Liquid gold - Dandelion honey
Then it came to me. Dandelion honey! I read about it somewhere (didn't write it down) and I knew that I had to try that. It just sounded so jummy to me. The only trouble was that I imagined that it would require so many flowers that it would take forever to collect them. But when I was collecting the flowers to make a dye from them the other day I knew that it takes no time at all. And it's pleasurable, too.
I had to look for a recipe again, since I hadn't written anything down. Always write things down. I know this. But I still don't! Thankfully, I found this really good recipe with step by step photos on a German blog: Heilkraeuter. The recipe is very easy, but it takes some time to make mostly because it needs to simmer for a long while.
3 handfuls of Dandelion flowers
1 liter water / That's just over a quart
1 kilo sugar / 35 oz sugar
Juice and rind of 1 lemon (the original recipe give 1/2, but I like lemons so I used it all)
Wash the flowers quickly and gently in cold water. Pour the water over the flowers and let it stand for about 2 hours (or longer, it's no biggie). Bring to boil and then turn of the heat and let cool slowly overnight.
Sieve the flowers from the water and discard (or even better, put on the compost heap). In a saucepan, pour the sugar into the flower water and bring to the boil. Lower the heat to a simmer and simmer until it reaches a syrup stage (110 C / 230 F). This took me 3 hours, but the time may vary depending on the temperature. Pour into sterilized jars.

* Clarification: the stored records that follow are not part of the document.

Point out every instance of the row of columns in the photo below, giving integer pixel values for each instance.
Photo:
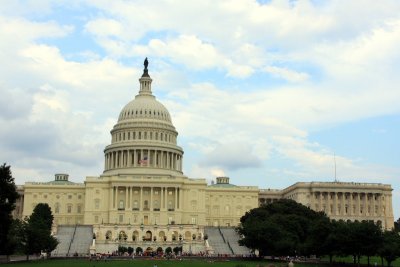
(353, 205)
(143, 158)
(128, 198)
(143, 135)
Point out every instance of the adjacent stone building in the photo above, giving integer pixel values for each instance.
(143, 195)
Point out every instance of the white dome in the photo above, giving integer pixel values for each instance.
(144, 107)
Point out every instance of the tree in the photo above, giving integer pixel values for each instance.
(139, 250)
(397, 225)
(390, 249)
(35, 232)
(8, 197)
(279, 229)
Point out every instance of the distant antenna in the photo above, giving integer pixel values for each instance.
(334, 158)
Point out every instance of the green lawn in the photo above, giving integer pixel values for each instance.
(364, 260)
(144, 263)
(173, 263)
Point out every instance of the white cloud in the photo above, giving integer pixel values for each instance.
(284, 73)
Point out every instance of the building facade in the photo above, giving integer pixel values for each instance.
(143, 195)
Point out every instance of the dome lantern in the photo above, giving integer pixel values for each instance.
(145, 80)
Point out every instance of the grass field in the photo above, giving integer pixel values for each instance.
(364, 260)
(169, 263)
(144, 263)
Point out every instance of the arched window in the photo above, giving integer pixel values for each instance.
(121, 204)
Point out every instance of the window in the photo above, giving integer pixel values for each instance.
(97, 204)
(121, 205)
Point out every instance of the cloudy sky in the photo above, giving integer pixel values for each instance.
(266, 92)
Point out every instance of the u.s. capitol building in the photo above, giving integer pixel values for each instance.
(144, 199)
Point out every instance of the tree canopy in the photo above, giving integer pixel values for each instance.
(281, 228)
(8, 197)
(287, 228)
(33, 234)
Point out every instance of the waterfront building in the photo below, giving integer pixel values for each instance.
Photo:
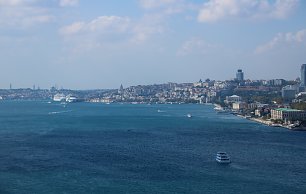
(239, 75)
(287, 114)
(233, 98)
(239, 105)
(303, 75)
(288, 92)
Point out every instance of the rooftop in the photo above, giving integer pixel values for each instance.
(287, 109)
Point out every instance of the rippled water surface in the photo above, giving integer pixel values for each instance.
(124, 148)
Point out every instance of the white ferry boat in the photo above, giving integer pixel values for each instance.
(71, 98)
(223, 158)
(59, 97)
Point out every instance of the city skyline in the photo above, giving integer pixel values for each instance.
(101, 44)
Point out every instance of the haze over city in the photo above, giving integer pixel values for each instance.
(101, 44)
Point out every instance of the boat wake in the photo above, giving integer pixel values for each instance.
(59, 112)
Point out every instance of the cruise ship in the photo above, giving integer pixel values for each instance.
(223, 158)
(59, 97)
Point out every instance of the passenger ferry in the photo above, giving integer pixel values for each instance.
(223, 158)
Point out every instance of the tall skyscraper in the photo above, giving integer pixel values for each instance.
(239, 75)
(303, 75)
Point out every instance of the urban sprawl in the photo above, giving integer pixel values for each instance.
(275, 102)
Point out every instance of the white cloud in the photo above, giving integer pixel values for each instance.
(102, 24)
(150, 4)
(283, 40)
(21, 13)
(64, 3)
(196, 46)
(215, 10)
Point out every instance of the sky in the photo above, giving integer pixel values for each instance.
(99, 44)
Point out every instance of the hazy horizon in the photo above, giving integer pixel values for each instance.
(82, 44)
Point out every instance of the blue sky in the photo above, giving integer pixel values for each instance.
(82, 44)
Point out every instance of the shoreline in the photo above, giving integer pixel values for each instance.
(271, 124)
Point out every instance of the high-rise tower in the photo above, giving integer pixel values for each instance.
(303, 75)
(239, 75)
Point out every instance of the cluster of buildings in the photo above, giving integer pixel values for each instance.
(256, 98)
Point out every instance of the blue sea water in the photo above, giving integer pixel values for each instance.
(125, 148)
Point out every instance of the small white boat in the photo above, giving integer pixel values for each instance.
(223, 158)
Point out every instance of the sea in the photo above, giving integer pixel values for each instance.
(48, 147)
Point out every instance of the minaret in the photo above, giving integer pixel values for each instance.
(120, 91)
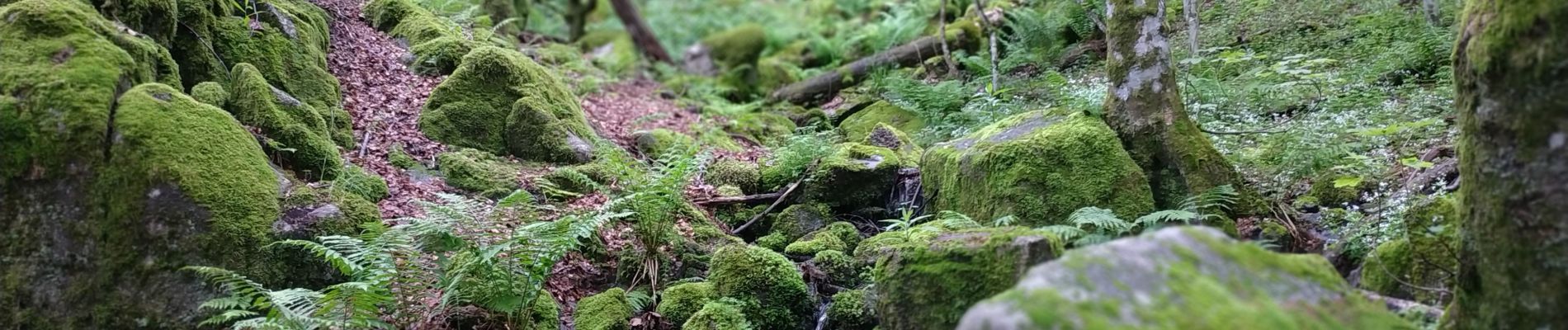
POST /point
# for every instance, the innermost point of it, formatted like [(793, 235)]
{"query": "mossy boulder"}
[(1037, 167), (1181, 277), (719, 314), (502, 102), (852, 310), (768, 285), (930, 285), (681, 300), (836, 237), (864, 120), (739, 45), (733, 172), (606, 310), (855, 176), (479, 172), (295, 132)]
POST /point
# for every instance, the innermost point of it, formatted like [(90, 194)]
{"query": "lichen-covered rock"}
[(502, 102), (930, 285), (855, 176), (1181, 277), (864, 120), (679, 302), (1037, 167), (479, 172), (606, 310), (719, 314), (733, 172), (739, 45), (294, 129), (836, 237), (852, 310), (766, 282)]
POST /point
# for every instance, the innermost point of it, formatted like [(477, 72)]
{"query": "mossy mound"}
[(719, 314), (679, 302), (864, 120), (604, 312), (502, 102), (1038, 167), (930, 285), (289, 52), (1181, 277), (479, 172), (855, 176), (852, 310), (733, 172), (768, 285), (739, 45), (295, 132), (836, 237)]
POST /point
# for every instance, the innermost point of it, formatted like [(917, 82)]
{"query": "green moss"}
[(1038, 167), (679, 302), (297, 134), (850, 310), (362, 183), (210, 92), (836, 237), (662, 143), (768, 282), (479, 171), (739, 45), (855, 176), (541, 120), (930, 285), (839, 268), (733, 172), (604, 312), (862, 122), (719, 314), (761, 127)]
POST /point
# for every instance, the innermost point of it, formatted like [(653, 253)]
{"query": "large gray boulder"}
[(1184, 277)]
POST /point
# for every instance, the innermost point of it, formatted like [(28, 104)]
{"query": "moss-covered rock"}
[(1038, 167), (770, 285), (733, 172), (864, 120), (679, 302), (606, 310), (502, 102), (739, 45), (855, 176), (479, 171), (836, 237), (210, 92), (930, 285), (852, 310), (297, 134), (1184, 277), (719, 314)]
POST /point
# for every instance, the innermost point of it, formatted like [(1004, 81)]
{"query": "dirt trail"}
[(385, 99)]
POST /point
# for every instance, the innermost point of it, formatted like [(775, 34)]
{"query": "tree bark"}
[(642, 35), (1510, 71), (1146, 111)]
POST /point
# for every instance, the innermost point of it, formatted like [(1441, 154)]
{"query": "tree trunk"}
[(642, 35), (1510, 71), (1146, 110)]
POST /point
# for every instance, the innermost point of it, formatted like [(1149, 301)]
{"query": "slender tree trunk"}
[(642, 35), (1510, 71), (1145, 108)]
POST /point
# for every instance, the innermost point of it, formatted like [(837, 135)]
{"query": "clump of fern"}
[(1093, 225)]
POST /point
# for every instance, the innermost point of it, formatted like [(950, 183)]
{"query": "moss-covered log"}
[(1514, 157), (1145, 108)]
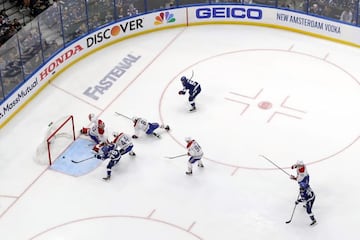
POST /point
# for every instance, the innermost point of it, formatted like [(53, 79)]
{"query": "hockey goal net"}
[(58, 137)]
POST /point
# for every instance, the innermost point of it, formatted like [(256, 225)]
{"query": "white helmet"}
[(101, 124), (300, 163), (91, 116)]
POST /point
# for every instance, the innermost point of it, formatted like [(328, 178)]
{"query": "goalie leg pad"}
[(85, 130)]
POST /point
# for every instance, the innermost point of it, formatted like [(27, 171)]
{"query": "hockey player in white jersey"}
[(194, 90), (195, 152), (96, 131), (142, 125), (123, 141), (114, 157)]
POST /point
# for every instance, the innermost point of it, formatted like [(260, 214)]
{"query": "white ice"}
[(265, 92)]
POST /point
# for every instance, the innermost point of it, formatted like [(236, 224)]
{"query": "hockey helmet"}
[(300, 163), (91, 116), (101, 124)]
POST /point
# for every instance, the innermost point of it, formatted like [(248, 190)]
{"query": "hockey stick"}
[(192, 74), (275, 165), (83, 160), (181, 155), (292, 214), (123, 116)]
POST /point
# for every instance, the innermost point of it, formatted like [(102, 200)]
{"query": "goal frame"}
[(48, 140)]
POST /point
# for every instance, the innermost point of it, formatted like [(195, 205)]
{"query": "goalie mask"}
[(101, 124), (91, 116)]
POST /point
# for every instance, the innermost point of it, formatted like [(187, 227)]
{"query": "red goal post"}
[(58, 137)]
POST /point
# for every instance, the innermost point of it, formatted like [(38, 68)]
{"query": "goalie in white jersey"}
[(96, 131), (195, 152), (142, 125), (123, 141)]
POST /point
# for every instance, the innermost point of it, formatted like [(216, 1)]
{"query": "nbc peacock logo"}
[(164, 17)]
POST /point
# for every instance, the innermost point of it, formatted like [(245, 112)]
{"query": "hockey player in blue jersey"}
[(142, 125), (194, 89), (302, 176), (306, 194), (114, 156)]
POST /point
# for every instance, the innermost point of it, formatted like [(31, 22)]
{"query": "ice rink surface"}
[(264, 92)]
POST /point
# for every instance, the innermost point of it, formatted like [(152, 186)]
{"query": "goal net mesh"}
[(57, 138)]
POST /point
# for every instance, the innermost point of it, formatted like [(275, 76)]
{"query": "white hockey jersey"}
[(123, 141), (141, 124), (194, 149)]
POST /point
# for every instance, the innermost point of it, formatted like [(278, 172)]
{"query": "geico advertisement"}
[(227, 13)]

Use the syrup as you would use honey.
I made another batch that I heated a little less, maybe slightly over 100C / 210F, to make a more runny honey. The first one can be used as a spread on bread, the second is better for my yoghurt.
It tastes remarkably like honey, sweet and flowery with a hint of lemon. And it's vegan.
This German recipe uses the flowers whole, with the green sepals. I have seen some recipes that say you should only use the yellow petals and therefore you need to spend a lot of time pulling away all the green stuff, because it is bitter. This isn't true. I tasted it and I have also tasted both batches that I made and they are very far from bitter. The sepals taste nothing like the leaves. So I wouldn't recommend that anyone wastes time on that. But have a go at making the honey, it's really good.